[CHAPTER XXIV.]

How shall I describe the occurrences of this day, the most memorable and eventful in my life? A new life is opening for me. I am overwhelmed at the happiness which is within my grasp. As I walked home from Doctor Louis's house through the darkness a spirit walked by my side, illumining the gloom and filling my heart with gladness.

At one o'clock I presented myself at Doctor Louis's house. He met me at the door, expecting me, and asked me to come with him to a little room he uses as a study. I followed him in silence. His face was grave, and but for its kindly expression I should have feared it was his intention to revoke the permission he had given me to speak to his daughter on this day of the deep, the inextinguishable love I bear for her. He motioned me to a chair, and I seated myself and waited for him to speak.

"This hour," he said, "is to me most solemn."

"And to me, sir," I responded.

"It should be," he said, "to you perhaps, more than to me; but we are inclined ever to take the selfish view. I have been awake very nearly the whole of the night, and so has my wife. Our conversation--well, you can guess the object of it."

"Lauretta, sir."

"Yes, Lauretta, our only child, whom you are about to take from us." I trembled with joy, his words betokening a certainty that Lauretta loved me, an assurance I had yet to receive from her own sweet lips. "My wife and I," he continued, "have been living over again the life of our dear one, and the perfect happiness we have drawn from her. I am not ashamed to say that we have committed some weaknesses during these last few hours, weaknesses springing from our affection for our Home Rose. In the future some such experience may be yours, and then you will know--which now is hidden from you--what parents feel who are asked to give their one ewe lamb into the care of a stranger." I started. "There is no reason for alarm, Gabriel," he said, "because I have used a true word. Until a few short months ago you were really a stranger to us."

"That has not been against me, sir," I said, "and is not, I trust."

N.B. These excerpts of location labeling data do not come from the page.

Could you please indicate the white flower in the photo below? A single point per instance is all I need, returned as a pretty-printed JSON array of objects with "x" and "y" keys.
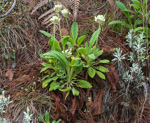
[
  {"x": 65, "y": 13},
  {"x": 99, "y": 19},
  {"x": 55, "y": 19},
  {"x": 67, "y": 53},
  {"x": 57, "y": 8}
]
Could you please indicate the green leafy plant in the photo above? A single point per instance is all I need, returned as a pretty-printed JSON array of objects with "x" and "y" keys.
[
  {"x": 139, "y": 16},
  {"x": 90, "y": 54},
  {"x": 66, "y": 64},
  {"x": 65, "y": 60}
]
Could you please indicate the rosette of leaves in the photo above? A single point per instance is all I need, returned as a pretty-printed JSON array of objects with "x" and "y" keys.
[
  {"x": 64, "y": 70},
  {"x": 90, "y": 53}
]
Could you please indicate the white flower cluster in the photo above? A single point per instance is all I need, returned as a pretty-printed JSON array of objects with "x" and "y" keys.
[
  {"x": 67, "y": 52},
  {"x": 100, "y": 19},
  {"x": 65, "y": 13},
  {"x": 55, "y": 19},
  {"x": 57, "y": 8}
]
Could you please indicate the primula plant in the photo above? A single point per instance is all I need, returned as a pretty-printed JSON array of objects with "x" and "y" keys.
[{"x": 66, "y": 61}]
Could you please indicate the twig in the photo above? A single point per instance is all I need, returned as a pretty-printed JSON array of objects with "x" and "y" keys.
[{"x": 13, "y": 5}]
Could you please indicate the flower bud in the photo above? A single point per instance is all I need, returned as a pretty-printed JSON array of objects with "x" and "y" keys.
[
  {"x": 55, "y": 19},
  {"x": 57, "y": 8}
]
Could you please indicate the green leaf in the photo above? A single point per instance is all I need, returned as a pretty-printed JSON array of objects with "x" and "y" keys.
[
  {"x": 137, "y": 22},
  {"x": 104, "y": 61},
  {"x": 99, "y": 53},
  {"x": 91, "y": 72},
  {"x": 74, "y": 32},
  {"x": 83, "y": 84},
  {"x": 47, "y": 117},
  {"x": 149, "y": 21},
  {"x": 75, "y": 92},
  {"x": 58, "y": 56},
  {"x": 64, "y": 41},
  {"x": 101, "y": 75},
  {"x": 44, "y": 69},
  {"x": 135, "y": 6},
  {"x": 92, "y": 56},
  {"x": 102, "y": 69},
  {"x": 66, "y": 89},
  {"x": 54, "y": 86},
  {"x": 79, "y": 69},
  {"x": 48, "y": 35},
  {"x": 45, "y": 77},
  {"x": 80, "y": 40},
  {"x": 122, "y": 8},
  {"x": 94, "y": 38},
  {"x": 120, "y": 22},
  {"x": 81, "y": 50},
  {"x": 87, "y": 48},
  {"x": 137, "y": 2},
  {"x": 47, "y": 81}
]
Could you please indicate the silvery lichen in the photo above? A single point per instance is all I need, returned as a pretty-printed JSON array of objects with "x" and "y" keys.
[
  {"x": 4, "y": 102},
  {"x": 118, "y": 56},
  {"x": 132, "y": 76}
]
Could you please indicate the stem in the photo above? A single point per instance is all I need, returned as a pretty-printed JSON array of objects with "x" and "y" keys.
[
  {"x": 99, "y": 27},
  {"x": 59, "y": 27},
  {"x": 54, "y": 37},
  {"x": 67, "y": 22},
  {"x": 54, "y": 31},
  {"x": 70, "y": 73}
]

"There is no such thought in my mind, Gabriel. There is nothing against you except--except," he repeated, with a little pitiful smile, "that you are about to take from us our most precious possession. Until to-day our dear child was wholly and solely ours; and not only herself, but her past was ours, her past, which has been to us a garden of joy. Henceforth her heart will be divided, and you will have the larger share. That is a great deal to think of, and we have thought of it, my wife and I, and talked of it nearly all the night. Certain treasures," he said, and again the pitiful smile came on his lips, "which in the eyes of other men and women are valueless, still are ours." He opened a drawer, and gazed with loving eyes upon its contents. "Such as a little pair of shoes, a flower or two, a lock of her bright hair."